Heat oil in heavy large pot over medium heat. Add garlic, lower heat,  and cook slowly till it begins to soften and color. Stir in all tomatoes, peppers, and basil. Cover and simmer 25 minutes, stirring occasionally. Add salt and pepper to taste. Puree in a blender and pour back into pot. Simmer 30 more minutes. Allow to cool. I made it the day before and stored in the fridge overnight
La Besciamella (white sauce):
1/4 cup butter (1/2 stick)
1/4 cup flour
salt and pepper
2 cups whole milk

Melt butter in heavy medium saucepan over low heat, add flour, salt and pepper and whisk. Cook for 1 minute. Add milk slowly, whisking constantly. Bring to a boil, reduce heat and simmer a few minutes, whisking constantly, until sauce has thickened up. Check seasoning.  I pressed some plastic wrap on the surface so a skin wouldn’t form till I was ready to use it
Vegetable Mousse:
1 cup frozen peas, thawed
1 bag baby spinach
1 small onion, chopped
1 tblsp butter
2 eggs
1/2 cup cream
4 ounces mascarpone
about 1/4-1/2 cup grated Parmesan cheese- to taste
salt and pepper

Saute chopped onion in butter till translucent and soft.Wash spinach and put in a covered pot with the water that’s clinging to the leaves. Steam till wilted. Drain very well. Combine peas, spinach, onion mixture, eggs, cream, mascarpone, parmesan cheese, salt, and pepper in food processor and pulse to puree

To assemble:
Spray a baking dish with Pam.   Spread a thin layer of pepper sauce on bottom and layer with 2-3 noodles (whatever it takes to cover the bottom of your dish. spread with 1/2 of vegetable mousse mixture and sprinkle with shredded Fontina.
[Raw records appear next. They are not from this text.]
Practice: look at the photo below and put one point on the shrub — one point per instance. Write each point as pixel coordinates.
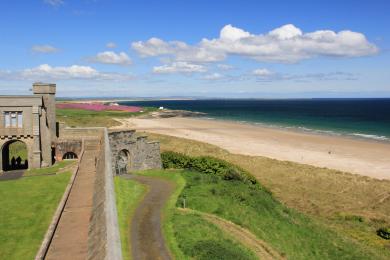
(384, 232)
(207, 165)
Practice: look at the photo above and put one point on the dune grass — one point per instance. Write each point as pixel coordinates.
(128, 194)
(200, 239)
(26, 209)
(88, 118)
(289, 232)
(352, 205)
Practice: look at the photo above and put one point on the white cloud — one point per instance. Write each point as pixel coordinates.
(180, 50)
(262, 72)
(265, 75)
(46, 72)
(110, 57)
(213, 76)
(111, 45)
(225, 66)
(180, 67)
(54, 2)
(284, 44)
(44, 49)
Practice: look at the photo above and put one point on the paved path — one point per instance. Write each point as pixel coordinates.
(147, 241)
(70, 239)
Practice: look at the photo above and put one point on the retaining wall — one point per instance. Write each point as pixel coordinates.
(103, 238)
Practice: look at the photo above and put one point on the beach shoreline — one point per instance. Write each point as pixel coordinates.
(345, 153)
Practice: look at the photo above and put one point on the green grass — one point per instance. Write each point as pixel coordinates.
(26, 209)
(17, 149)
(58, 166)
(199, 239)
(128, 194)
(291, 233)
(169, 208)
(87, 118)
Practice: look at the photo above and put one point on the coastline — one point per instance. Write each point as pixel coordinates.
(345, 153)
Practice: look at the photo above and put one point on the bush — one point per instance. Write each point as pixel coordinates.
(207, 165)
(384, 232)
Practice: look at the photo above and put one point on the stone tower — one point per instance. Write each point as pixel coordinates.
(48, 120)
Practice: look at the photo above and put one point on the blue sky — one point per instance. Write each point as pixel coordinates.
(262, 49)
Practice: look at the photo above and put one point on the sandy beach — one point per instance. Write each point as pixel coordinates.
(364, 157)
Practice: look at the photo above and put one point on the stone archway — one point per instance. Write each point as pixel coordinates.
(14, 155)
(122, 161)
(69, 156)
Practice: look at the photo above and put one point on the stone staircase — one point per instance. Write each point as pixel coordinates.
(70, 239)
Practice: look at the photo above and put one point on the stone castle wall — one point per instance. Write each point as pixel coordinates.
(142, 154)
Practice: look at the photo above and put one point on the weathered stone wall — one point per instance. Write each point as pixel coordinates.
(68, 145)
(142, 154)
(103, 236)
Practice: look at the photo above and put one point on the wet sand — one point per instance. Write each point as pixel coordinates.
(364, 157)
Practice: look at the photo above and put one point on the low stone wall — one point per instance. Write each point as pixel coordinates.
(103, 238)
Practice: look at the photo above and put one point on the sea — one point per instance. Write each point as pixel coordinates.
(360, 118)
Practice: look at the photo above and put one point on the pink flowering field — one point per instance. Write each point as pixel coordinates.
(98, 107)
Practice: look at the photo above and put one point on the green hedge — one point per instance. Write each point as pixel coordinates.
(207, 165)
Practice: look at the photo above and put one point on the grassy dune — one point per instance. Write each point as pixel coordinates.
(290, 233)
(26, 208)
(352, 205)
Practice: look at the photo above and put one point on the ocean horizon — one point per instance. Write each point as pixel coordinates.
(367, 118)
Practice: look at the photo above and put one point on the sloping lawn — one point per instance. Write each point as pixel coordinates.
(128, 194)
(26, 209)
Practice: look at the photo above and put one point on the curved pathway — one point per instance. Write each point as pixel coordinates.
(147, 241)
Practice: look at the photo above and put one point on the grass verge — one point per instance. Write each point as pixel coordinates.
(26, 209)
(128, 194)
(200, 239)
(56, 168)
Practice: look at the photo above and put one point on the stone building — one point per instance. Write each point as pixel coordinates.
(32, 121)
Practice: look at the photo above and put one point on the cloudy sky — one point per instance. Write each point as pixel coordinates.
(198, 48)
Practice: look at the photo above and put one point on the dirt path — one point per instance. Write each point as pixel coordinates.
(242, 235)
(70, 239)
(147, 241)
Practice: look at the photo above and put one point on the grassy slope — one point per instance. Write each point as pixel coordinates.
(18, 149)
(189, 236)
(26, 208)
(128, 195)
(200, 239)
(86, 118)
(339, 200)
(289, 232)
Layer with more noodles then a layer of besciamella Continue with noodles, pepper sauce, noodles, vegetables and cheese, noodles, besciamella, and a final layer of noodles. Top with pepper sauce, cover with foil and bake at 375 degrees for 45 minutes. Uncover, sprinkle with Fontina and bake an additional 10-15 minutes. Allow to rest for 15 minutes before cutting

Tutti a Tavola!!!

Be sure to come back- we've got some great Fall dishes planned this week
Don't forget- shop your Farmer's Markets, shop local, and let us know what you're up to- we'd love to hear from you.
What's on your table this week?

Join our list of friends on Bramasole's Facebook fan page- Bonus Recipes every week!

As Always,

Buon Cibo, Buon Amici,

Pattie and Allie


  1. Maybe not a lot of pictures of this Pattie, but what I am seeing I am loving! This looks fabulous! I think I love vegetarian lasagna's most of all!
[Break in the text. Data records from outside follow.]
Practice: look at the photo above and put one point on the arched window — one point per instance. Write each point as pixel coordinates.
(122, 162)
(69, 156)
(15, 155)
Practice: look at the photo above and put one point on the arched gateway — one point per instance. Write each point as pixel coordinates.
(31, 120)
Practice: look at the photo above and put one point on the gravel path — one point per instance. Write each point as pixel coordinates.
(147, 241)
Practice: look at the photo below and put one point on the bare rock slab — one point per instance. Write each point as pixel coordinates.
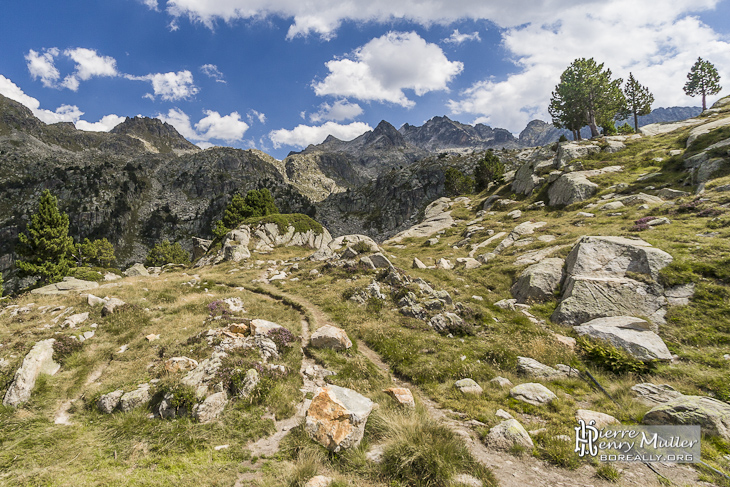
(332, 337)
(336, 417)
(629, 334)
(507, 434)
(712, 415)
(533, 393)
(38, 361)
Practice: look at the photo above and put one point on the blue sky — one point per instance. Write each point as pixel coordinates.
(277, 75)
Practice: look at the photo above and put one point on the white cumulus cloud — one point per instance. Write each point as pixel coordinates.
(105, 124)
(212, 71)
(64, 113)
(457, 37)
(339, 111)
(42, 65)
(323, 17)
(169, 86)
(384, 67)
(303, 135)
(229, 128)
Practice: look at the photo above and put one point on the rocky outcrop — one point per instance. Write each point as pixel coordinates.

  2. I don't make lasagna often and when I do it's usually a mushroom or vegetable lasagna. This sounds so delicious! I love the sound of the mousse filling. The plate may have been flying but I think you captured the the essence of it ;)
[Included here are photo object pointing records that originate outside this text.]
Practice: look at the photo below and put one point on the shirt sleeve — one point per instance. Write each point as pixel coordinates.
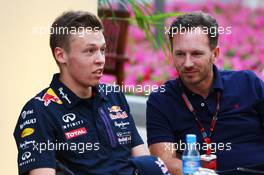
(259, 87)
(158, 128)
(136, 138)
(33, 135)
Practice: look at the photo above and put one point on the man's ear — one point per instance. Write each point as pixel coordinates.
(60, 55)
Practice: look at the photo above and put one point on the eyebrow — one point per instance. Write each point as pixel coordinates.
(103, 45)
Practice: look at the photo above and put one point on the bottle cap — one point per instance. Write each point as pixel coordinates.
(190, 138)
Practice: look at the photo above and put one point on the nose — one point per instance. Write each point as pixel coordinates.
(188, 61)
(100, 59)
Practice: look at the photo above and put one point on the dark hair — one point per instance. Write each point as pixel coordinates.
(193, 20)
(71, 20)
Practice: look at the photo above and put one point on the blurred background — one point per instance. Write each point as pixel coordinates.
(241, 49)
(27, 64)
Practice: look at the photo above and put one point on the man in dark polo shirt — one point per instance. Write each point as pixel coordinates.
(224, 108)
(75, 123)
  3. I LOVE moussse lasagnas..So easy to eat..I will try this..Thank you..Funny I JUST posted one too:) have a great day.

  4. This looks great and can't wait to try it.I use bechamel often. Thank you for posting when I know you are so busy ~Emelia.

  5. This is amazing....I'm going to try and make it for my family. Thanks for sharing. :-)Love your pictures.

  6. Sounds like a great meatless meal. No one missed the meat, I am sure!

  7. Oh, this looks so light and lovely. When we took our cooking class in Tuscany our favorite quote from our native Italian teacher was, "American lasagna is like a brick, lasagna should be like a cloud!" Truly making the noodles homemade and using the bechemel sauce makes it like that and now adding the vegetable mousse, I can't imagine the mouth feel of this.

  8. This sounds so delicious! I love lasagna...Kisses

  9. Pattie
    I am so glad you managed to get a photo before your lasagna was devoured! I can certainly see why it was, it looks positively delicious! What a great way to make the filling and I love using marscapone..much better than ricotta! You never cease to amaze me with your should have your own tv show!